LREM n’a pas appelé à manifester. Aucun ministre ne s’est déplacé. Le président, lui, est en Egypte. Mais en coulisses, certains ne boudent pas leur plaisir, en voyant défiler cette « France qui n’accepte plus le blocage et les violences de quelques-uns ». « Quand vous êtes sous une douche froide matin, midi et soir, et qu’un mec qui vous tend une serviette, vous avez envie de dire : il est bien celui-là ! » sourit un Macroniste. Mais il s’agit de ne pas le dire trop fort. Ne pas donner le sentiment de verser dans la récupération, ou de vouloir diviser.

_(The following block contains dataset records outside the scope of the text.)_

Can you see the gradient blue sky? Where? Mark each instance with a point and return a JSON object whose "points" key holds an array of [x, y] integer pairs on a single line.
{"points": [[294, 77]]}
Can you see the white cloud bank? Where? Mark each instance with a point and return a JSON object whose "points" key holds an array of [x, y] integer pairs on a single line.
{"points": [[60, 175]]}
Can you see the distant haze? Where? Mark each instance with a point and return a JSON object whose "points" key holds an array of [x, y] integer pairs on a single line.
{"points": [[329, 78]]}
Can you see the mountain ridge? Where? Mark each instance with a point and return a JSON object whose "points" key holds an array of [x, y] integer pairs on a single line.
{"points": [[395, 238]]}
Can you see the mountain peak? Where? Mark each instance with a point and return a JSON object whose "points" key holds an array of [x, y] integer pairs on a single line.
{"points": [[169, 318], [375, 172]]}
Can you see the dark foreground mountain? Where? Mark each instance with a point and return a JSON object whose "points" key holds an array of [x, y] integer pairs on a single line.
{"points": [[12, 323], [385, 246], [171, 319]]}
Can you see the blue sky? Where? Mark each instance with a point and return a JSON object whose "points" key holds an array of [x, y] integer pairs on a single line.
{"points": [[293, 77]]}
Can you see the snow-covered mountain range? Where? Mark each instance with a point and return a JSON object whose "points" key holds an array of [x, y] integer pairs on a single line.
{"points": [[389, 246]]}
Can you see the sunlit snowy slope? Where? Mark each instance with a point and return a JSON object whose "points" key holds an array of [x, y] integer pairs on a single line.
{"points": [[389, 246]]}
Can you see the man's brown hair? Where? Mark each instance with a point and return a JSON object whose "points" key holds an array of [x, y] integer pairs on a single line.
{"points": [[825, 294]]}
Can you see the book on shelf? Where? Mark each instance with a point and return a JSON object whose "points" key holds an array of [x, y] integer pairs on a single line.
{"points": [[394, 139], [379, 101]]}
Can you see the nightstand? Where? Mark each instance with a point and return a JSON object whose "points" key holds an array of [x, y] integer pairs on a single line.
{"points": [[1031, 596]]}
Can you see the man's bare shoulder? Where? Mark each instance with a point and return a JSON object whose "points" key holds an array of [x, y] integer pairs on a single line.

« Toute l’énergie de LREM doit se concentrer sur la réussite du Grand débat pour qu’il permette, je l’espère, d’apaiser et de rassembler. Il faut prendre garde au risque de la perception du camp contre camp », commente ainsi Philippe Grangeon, dirigeant de LREM, très proche du président.

Un vœu pieux ? Dimanche, place de la Bastille, une trentaine de « Gilets jaunes » avaient déployé une banderole « Macron Destitution » pour accueillir les « Foulards rouges ». Huées et invectives de part et d’autre.